Average function for Experiment 3. Each data point represents the average performance across subjects at that stimulus onset asynchrony

General discussion

The present results suggest that near surfaces automatically bias attention. In three experiments, we found visual prior entry for near surfaces or near objects when depth cues are compelling. Experiment 2 showed that these results could not be due to the voluntary allocation of attention, since no time was allowed for this to occur before the targets were presented. Experiment 3 confirmed this result by controlling for lateral inhibition of pretarget background stimuli. This is the first time visual prior entry for near surfaces has been obtained under conditions where the effects were not potentially due to volitional attention. Thus, our results support the hypothesis that attention is biased to near surfaces over far surfaces. Our results extend the previous results reported by Lester et al. (2009), since their TOJ effects could have been due to the top-down volitional allocation of attention during the presentation of their stimuli or to the inhibition applied to ground surfaces near the borders they share with figures.

Lester et al. (2009) used displays in which one region was specified as nearer than the other by multiple monocular depth cues, as well as by the figural cue of convexity. They interpreted their results as evidence that figures automatically attract attention. Although our results show that surfaces specified to be closer to the viewer by monocular depth cues automatically attract attention, they do not necessarily imply that shaped figures like those in Fig. 1 automatically attract attention. Indeed, because Lester et al. did not separately examine depth and shape cues, their results too may apply only to near surfaces. Related to this point, Mojica et al. (2012; Salvagio et al., 2011) found that regions perceived as figures by virtue of configural cues only, and not depth cues, are given attentional priority only under conditions of spatiotemporal uncertainty.

It is possible that near surfaces might be automatically attended to in the same way that a reflexive peripheral cue is automatically processes (e.g., Luck & Thomas, 1999). One possible ecological reason for this early prioritization of near surfaces stems from the fact that we interact with and grasp objects that are near to us. Thus, near surfaces have more motivational significance to us, as compared with background objects, and might be prioritized in the same way as other types of motivationally significant stimuli.

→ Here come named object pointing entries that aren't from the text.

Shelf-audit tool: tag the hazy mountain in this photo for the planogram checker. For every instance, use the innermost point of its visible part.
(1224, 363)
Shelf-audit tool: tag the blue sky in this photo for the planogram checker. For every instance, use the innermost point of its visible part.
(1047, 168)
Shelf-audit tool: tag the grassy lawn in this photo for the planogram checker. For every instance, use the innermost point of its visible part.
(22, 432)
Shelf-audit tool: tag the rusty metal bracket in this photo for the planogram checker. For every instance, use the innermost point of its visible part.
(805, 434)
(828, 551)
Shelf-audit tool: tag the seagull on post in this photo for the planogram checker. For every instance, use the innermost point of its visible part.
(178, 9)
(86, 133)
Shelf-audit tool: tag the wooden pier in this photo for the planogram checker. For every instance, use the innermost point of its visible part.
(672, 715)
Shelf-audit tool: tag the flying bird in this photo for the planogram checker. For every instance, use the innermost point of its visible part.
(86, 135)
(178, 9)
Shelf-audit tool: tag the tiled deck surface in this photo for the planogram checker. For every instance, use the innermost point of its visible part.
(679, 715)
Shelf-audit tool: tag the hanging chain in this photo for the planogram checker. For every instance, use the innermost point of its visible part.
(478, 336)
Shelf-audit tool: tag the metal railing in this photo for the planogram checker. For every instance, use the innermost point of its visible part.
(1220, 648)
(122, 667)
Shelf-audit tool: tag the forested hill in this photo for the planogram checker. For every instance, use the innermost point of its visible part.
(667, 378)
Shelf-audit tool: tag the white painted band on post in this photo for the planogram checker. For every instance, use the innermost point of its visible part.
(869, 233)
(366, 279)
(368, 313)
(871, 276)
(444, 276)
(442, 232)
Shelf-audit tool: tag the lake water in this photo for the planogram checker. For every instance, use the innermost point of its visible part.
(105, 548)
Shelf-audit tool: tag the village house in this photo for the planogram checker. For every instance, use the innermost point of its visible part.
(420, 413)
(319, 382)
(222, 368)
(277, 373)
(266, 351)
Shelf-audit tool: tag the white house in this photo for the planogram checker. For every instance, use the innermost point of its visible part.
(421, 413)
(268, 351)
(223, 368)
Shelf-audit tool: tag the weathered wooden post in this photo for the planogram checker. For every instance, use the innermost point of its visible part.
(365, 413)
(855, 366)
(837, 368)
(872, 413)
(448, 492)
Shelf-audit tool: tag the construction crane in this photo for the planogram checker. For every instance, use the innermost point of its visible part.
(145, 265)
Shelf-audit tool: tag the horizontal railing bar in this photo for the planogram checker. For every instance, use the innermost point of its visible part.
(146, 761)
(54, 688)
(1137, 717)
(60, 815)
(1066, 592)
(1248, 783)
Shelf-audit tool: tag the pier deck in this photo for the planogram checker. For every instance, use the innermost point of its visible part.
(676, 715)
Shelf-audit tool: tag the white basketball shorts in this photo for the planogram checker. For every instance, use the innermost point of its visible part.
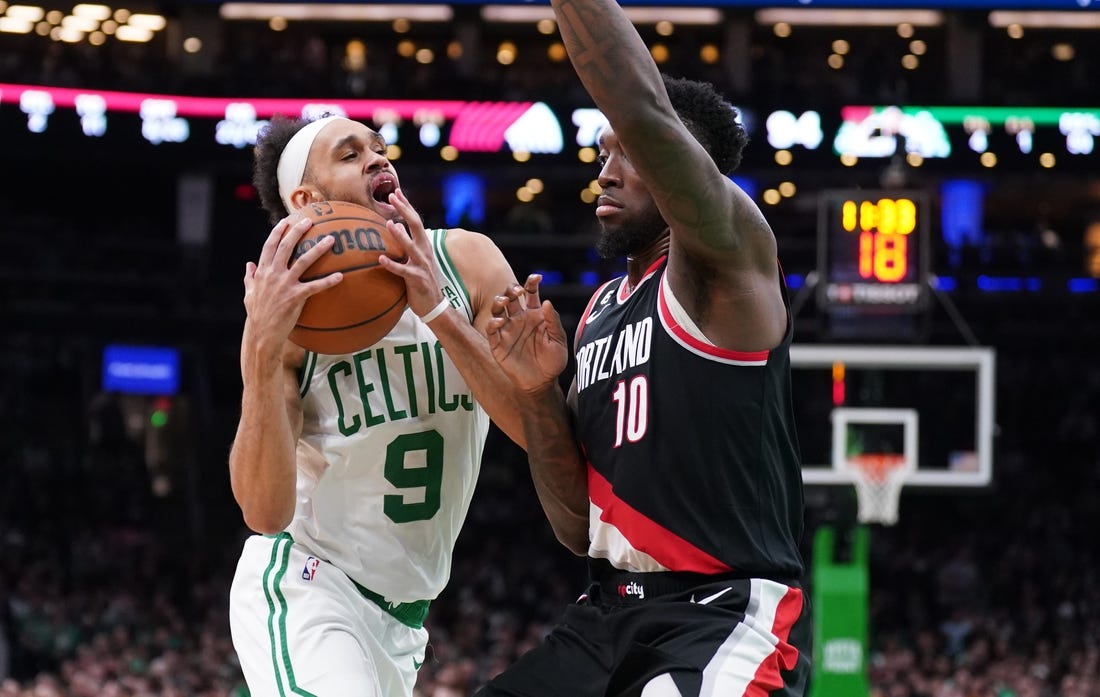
(301, 628)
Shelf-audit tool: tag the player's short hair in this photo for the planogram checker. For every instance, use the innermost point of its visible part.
(711, 119)
(270, 145)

Taken together, Lester et al.’s (2009) experiments and our experiments clearly show the advantages of using TOJs to determine attention capture effects, since the paradigm is very sensitive to differences in visual stimuli and can measure capture without the complication of either peripheral or central attentional cues. Because of this, it may be possible to use TOJs to reexamine the automaticity of many attentional phenomena that have been largely based on cue and reaction time tasks, such as object-based attention (e.g., Egly & Homa, 1984) or attentional control sets (e.g., Folk et al., 1992).